Como le sucedió simultáneamente a otro grande de los treinta, Alex Raymond, con su Rip Kirby, a Caniff la posguerra le trajo la posibilidad/necesidad de mudanza de (tipo de) héroe, algo más maduro y adulto. La desmovilización provoca la adaptación de personaje y autor al nuevo contexto: el aviador, veterano de guerra Steve Canyon –cuya secuencia de presentación fue objeto, muchos años después, del análisis pormenorizado de Umberto Eco en capítulo famoso de Apocalípticos e integrados– tendrá en origen una empresa de vuelos comerciales, Horizons Unlimited, siempre al borde de la quiebra, con oficina clásica y secretaria oriental, siempre a la espera de clientes salvadores. Ese será, en principio, el lugar desde el que arrancarán las sucesivas aventuras que han de llevar –pese a malvados y (sobre todo) malvadas recurrentes– al flaco y rubio piloto a distintos puntos del planeta a ganarse unos dólares y a defender la democracia.

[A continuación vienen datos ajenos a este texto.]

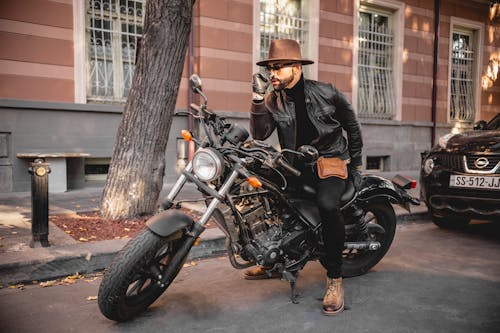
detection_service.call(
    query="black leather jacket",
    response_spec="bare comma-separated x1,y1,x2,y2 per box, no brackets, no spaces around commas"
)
250,80,363,167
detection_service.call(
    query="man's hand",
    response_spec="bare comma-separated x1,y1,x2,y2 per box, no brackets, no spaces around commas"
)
349,165,363,191
252,73,271,101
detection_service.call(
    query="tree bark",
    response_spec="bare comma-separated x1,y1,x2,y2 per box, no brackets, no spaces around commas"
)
101,0,194,219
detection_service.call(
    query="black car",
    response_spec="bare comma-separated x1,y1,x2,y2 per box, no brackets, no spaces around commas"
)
420,113,500,228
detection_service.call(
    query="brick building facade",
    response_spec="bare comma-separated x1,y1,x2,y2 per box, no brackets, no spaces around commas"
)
0,0,500,192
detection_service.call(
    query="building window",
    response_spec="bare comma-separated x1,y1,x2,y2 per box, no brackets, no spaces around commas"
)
85,0,144,102
448,16,484,128
260,0,307,59
450,31,476,123
85,158,111,181
357,7,396,119
254,0,319,79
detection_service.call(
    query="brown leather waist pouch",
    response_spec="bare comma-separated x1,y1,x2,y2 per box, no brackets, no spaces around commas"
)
316,157,349,179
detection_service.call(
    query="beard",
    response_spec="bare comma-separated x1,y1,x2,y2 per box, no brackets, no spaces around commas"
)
273,70,295,91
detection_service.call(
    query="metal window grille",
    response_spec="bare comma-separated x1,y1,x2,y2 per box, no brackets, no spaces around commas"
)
450,32,475,123
358,12,396,119
260,0,307,59
86,0,144,102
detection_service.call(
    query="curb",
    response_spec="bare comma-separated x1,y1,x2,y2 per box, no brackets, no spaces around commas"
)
0,210,427,286
0,229,226,286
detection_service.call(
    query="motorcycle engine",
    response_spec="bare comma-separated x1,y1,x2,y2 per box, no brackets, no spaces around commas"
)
237,194,307,266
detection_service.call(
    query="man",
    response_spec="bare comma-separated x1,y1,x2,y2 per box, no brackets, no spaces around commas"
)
244,39,363,315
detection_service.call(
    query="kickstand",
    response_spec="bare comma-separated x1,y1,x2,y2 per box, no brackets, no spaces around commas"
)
282,271,299,304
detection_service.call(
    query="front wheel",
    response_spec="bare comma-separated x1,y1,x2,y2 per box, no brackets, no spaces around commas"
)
98,228,184,321
342,202,396,277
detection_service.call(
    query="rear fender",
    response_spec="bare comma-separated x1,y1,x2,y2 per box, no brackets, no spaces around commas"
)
357,175,405,205
146,209,193,237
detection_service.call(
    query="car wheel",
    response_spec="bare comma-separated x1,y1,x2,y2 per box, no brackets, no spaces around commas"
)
431,212,470,229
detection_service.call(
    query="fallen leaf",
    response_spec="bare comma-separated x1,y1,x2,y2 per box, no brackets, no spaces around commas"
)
40,280,57,288
9,283,24,290
182,261,196,267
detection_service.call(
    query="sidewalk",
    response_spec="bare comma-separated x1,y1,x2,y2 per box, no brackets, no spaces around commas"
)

Casi inevitablemente, con los años cincuenta, entre Corea y la Guerra Fría, Canyon termina alistándose otra vez porque la patria lo llama. De ahí en más y hasta el final –tres décadas (sic) de lenta e inevitable decadencia de popularidad...–, las actividades político-aventureras del héroe estarán cada vez más asimiladas a las necesidades generales de la política exterior de su país, signadas por el anticomunismo más furioso. En ese sentido, Canyon es primo hermano de otro piloto privado también dibujado como los dioses y movido por intereses similares en misiones análogas: Johnny Hazard, de Frank Robbins.

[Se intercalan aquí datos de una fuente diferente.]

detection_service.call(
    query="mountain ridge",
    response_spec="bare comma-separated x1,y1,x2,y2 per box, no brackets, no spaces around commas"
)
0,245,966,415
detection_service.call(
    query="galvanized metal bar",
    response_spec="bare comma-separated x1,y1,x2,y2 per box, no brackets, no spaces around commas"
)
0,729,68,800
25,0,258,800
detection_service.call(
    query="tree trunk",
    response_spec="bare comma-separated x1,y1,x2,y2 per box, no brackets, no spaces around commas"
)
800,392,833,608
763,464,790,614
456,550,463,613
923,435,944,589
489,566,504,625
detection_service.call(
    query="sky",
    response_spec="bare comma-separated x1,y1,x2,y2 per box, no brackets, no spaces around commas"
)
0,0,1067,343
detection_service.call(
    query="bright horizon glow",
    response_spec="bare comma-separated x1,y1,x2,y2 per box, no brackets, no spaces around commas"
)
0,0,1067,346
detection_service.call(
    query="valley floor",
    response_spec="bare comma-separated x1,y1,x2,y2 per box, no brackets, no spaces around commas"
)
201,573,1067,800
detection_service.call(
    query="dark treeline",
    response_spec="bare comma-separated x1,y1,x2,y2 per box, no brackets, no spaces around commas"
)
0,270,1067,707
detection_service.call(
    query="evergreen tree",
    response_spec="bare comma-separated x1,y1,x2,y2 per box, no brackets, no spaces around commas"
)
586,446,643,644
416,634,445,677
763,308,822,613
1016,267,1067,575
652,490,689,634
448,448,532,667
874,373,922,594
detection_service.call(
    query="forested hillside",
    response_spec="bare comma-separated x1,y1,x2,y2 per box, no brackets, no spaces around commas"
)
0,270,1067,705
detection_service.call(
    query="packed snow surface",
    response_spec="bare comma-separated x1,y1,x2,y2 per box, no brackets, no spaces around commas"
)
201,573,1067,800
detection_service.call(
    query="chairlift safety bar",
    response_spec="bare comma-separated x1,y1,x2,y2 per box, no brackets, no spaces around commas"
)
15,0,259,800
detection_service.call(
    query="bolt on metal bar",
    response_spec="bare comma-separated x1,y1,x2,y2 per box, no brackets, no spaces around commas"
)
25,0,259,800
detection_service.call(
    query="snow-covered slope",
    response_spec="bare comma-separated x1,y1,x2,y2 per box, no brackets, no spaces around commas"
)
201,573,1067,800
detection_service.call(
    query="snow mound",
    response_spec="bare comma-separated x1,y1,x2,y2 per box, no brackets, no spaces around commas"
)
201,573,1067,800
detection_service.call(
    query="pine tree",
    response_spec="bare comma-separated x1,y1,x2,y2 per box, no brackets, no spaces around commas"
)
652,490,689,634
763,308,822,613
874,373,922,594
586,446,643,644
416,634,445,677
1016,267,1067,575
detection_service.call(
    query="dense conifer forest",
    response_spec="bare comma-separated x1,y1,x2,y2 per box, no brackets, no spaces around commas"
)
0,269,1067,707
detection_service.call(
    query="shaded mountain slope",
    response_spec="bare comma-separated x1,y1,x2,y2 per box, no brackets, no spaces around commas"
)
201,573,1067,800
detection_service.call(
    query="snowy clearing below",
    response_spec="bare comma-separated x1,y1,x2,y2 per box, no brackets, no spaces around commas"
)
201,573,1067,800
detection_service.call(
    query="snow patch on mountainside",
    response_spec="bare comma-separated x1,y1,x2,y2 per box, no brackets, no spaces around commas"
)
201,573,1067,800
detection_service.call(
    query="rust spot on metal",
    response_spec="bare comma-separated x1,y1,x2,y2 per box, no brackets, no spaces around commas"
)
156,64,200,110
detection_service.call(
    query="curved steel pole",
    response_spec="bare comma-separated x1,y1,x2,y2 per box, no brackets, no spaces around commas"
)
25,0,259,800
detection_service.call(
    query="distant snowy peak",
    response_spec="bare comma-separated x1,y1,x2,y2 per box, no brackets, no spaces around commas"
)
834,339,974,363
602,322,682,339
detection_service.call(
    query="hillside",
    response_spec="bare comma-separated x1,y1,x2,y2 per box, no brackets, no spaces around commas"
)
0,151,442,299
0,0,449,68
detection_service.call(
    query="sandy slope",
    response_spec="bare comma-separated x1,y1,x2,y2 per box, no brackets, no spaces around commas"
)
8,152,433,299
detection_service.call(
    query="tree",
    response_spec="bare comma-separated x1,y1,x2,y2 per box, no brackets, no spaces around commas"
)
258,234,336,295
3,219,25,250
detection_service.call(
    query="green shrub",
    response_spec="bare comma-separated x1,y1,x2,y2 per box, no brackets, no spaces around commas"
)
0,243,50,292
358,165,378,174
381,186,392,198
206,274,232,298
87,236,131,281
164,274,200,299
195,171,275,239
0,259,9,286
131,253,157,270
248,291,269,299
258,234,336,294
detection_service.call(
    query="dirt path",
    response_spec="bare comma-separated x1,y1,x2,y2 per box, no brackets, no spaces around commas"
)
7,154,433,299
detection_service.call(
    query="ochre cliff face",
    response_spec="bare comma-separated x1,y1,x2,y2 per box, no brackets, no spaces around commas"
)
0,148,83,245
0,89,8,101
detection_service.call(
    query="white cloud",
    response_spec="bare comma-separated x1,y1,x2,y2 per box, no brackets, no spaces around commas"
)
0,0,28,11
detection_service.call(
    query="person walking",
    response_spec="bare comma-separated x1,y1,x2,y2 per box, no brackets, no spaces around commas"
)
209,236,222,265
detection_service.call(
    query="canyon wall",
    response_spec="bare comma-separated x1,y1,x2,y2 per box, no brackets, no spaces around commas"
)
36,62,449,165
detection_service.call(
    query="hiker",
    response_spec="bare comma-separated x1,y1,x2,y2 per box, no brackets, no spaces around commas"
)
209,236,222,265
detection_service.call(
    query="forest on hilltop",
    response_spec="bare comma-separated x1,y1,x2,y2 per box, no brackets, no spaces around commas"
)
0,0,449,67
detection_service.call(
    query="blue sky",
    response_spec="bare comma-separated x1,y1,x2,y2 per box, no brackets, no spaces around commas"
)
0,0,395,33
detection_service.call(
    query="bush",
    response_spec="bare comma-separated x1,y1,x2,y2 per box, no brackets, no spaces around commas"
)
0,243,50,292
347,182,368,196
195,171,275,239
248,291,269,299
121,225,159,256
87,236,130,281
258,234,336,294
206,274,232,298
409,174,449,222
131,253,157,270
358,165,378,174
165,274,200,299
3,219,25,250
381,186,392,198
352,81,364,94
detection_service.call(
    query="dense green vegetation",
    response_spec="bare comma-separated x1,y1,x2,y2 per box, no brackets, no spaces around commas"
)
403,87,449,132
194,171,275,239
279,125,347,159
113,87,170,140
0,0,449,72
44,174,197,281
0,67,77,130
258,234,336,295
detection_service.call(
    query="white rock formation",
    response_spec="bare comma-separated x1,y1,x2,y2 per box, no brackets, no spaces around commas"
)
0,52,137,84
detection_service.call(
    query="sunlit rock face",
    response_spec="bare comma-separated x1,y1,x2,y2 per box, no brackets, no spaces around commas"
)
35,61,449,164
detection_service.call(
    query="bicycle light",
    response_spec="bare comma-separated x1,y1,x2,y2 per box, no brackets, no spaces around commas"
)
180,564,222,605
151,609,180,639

La historia y la justicia artística –hermana de la poética– han querido que la calidad excepcional del autor octogenario que dibujó prácticamente hasta el final de su vida –Milton Caniff murió el 3 de abril de 1988, hace en estos días veinte años– superara largamente las contingencias de la época y el lastre de las ideologías.
Milton Caniff fue un maestro inigualado en lo suyo y para los argentinos un autor de enorme y directa influencia; mayor y más productiva incluso que la de Raymond y la de Foster, los otros modelos que poblaban los cursos de historieta de aquellos años de apogeo nacional. Para ser breves: ni Hugo Pratt ni Alberto Breccia –los dos más grandes dibujantes de aventuras realistas que dio este país en su época de oro, entre mediados de los cuarenta y comienzos de los sesenta– habrían sido lo que llegaron a ser sin la influencia directa de Caniff, del que aprendieron a contar en blanco y negro, a encuadrar, a usar el pincel y combinar luces y sombras, a dibujar mujeres inolvidables. Y qué decir de los múltiples discípulos de Breccia y Pratt.
El Breccia de la última etapa de Vito Nervio y de Club de Aventureros, a fines de los cincuenta, es el más clásicamente Caniff. Después, se tomaría el buque personal... En cuanto a Pratt, nunca dejó de homenajearlo. Ernie Pike y Ann y Dan están llenos de Caniff, incluso con alevosas citas que llegan hasta el Corto Maltés. También él, Pratt, se bajó de Caniff y tomó su propio barco. Pero, como tantos, partió de ahí.
Con Milton Caniff se fue, hace veinte años, uno de los más grandes narradores gráficos de nuestro tiempo.